These side effects are the reason hydroquinone is banned or highly restricted in several African countries, Europe, and many Asian countries. In the United States, hydroquinone is banned as an OTC depigmenting agent, and only one prescription drug containing hydroquinone is approved for use by the US Food and Drug Administration (FDA). As a result of the restrictions, alternative depigmenting agents are increasingly being used as monotherapy, in combination with other skin depigmenting agents, or in combination with hydroquinone under medical supervision. Alternating the use of hydroquinone with one of these alternative agents in 4-month cycles will help prevent side effects such as irritation as well as decreasing the risk of exogenous ochronosis.


Tranexamic Acid


Tranexamic acid (TXA) is derived from the amino acid lysine, and it functions as a plasmin inhibitor used to reduce bleeding. Effectiveness of TXA in melasma was first reported in Japan in 1979, and increasingly more products with TXA have become available to treat melasma and hyperpigmentation. The exact mechanism of action is not well understood. TXA effectively suppresses ultraviolet (UV)-induced erythema and pigmentation by inhibiting UV-induced plasminogen activation, thereby decreasing inflammatory mediators. Additionally, TXA inhibits the expression of tyrosinase through suppression of a melanogenesis regulator known as microphthalmia-associated transcription factor (MITF).

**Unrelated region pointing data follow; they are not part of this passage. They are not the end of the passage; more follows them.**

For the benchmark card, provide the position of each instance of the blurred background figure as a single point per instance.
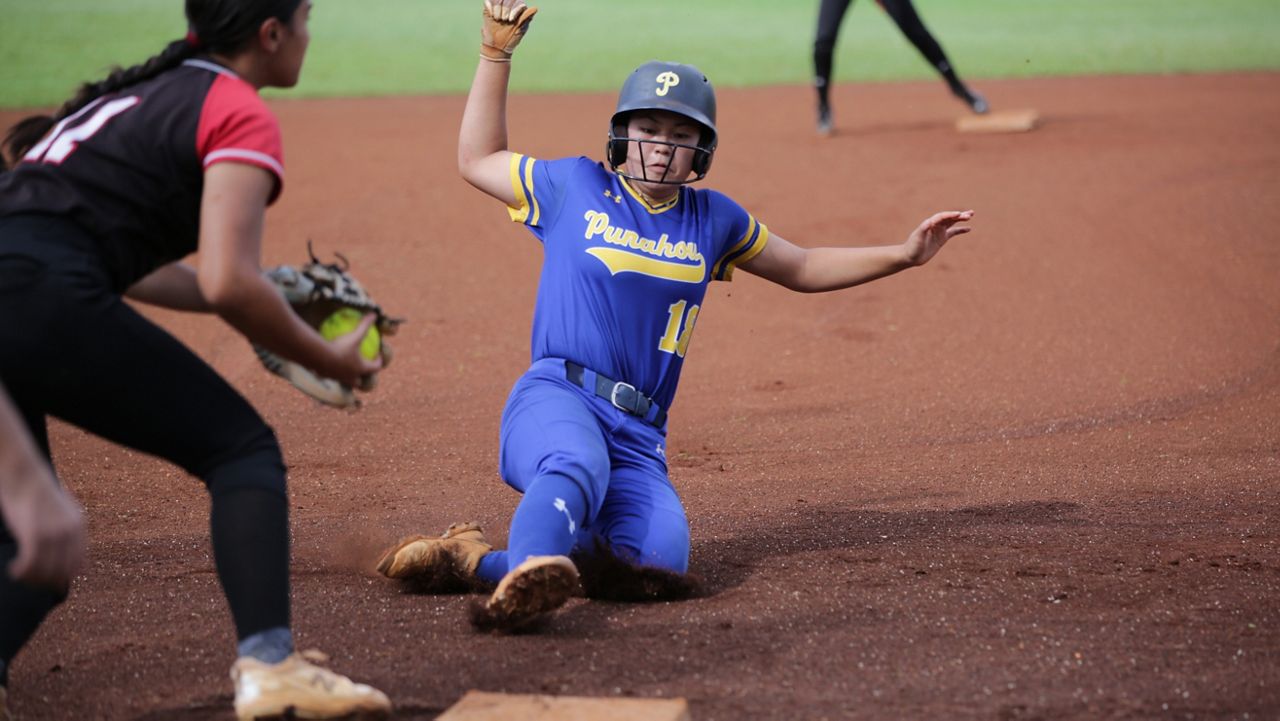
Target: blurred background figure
(831, 13)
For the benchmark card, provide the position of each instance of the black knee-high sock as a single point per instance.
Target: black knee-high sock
(831, 13)
(251, 550)
(913, 27)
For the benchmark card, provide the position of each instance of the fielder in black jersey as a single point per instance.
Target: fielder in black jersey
(831, 13)
(104, 200)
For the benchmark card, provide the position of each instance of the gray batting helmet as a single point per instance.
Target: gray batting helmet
(666, 86)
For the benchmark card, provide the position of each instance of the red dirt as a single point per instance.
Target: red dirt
(1037, 479)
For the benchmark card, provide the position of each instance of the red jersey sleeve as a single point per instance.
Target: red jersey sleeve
(236, 126)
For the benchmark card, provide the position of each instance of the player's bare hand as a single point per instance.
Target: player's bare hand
(504, 24)
(928, 238)
(49, 528)
(351, 365)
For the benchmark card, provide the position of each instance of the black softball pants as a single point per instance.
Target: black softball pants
(72, 348)
(831, 13)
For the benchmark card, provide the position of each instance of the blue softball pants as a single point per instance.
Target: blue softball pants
(588, 471)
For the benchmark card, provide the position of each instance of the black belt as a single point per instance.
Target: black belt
(624, 396)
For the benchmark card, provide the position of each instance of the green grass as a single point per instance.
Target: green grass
(429, 46)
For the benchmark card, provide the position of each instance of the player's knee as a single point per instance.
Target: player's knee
(589, 474)
(257, 462)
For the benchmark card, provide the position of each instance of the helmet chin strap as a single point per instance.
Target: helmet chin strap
(644, 169)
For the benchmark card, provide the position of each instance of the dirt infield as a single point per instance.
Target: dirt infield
(1038, 478)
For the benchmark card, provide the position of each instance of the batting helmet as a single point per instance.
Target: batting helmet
(666, 86)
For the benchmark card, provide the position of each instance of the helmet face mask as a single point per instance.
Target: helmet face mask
(673, 87)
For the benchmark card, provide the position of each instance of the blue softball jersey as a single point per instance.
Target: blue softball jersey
(622, 281)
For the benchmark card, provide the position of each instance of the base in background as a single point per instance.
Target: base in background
(999, 122)
(483, 706)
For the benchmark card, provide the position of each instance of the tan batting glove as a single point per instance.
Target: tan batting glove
(504, 24)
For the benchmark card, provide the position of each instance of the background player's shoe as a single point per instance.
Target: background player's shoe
(453, 555)
(297, 689)
(824, 126)
(528, 593)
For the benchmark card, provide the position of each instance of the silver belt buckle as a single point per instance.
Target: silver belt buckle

TXA is available through a prescription to take orally to treat bleeding. Although clinical studies demonstrate efficacy in treating melasma, it is currently off-label use. For topical products, TXA is used between 1% and 5% and is often combined with other cosmeceutical ingredients, such as niacinamide and kojic acid.


Resorcinol and Derivatives


Resorcinol is used to treat skin conditions such as acne, calluses, and warts. However, it is a skin irritant and sensitizer, and percutaneous absorption can have systemic effects, especially in the central nervous system. Due to its effectiveness, resorcinol derivatives are developed to overcome the negative impacts of resorcinol, and there are several resorcinol derivatives found in skin lightening products. Examples are 4-n-butyl resorcinol (rucinol), hexylresorcinol, phenylethyl resorcinol, and isobutylamido thiazolyl resorcinol. These resorcinol derivatives are potent inhibitors of tyrosinase activity, leading to suppression of melanin production in skin. In a clinical study for melasma, a topical product with 0.3% rucinol was compared to a vehicle control. After 12 weeks, the rucinol treatment resulted in a significant reduction in skin pigmentation over the placebo treatment, with good tolerance of the products.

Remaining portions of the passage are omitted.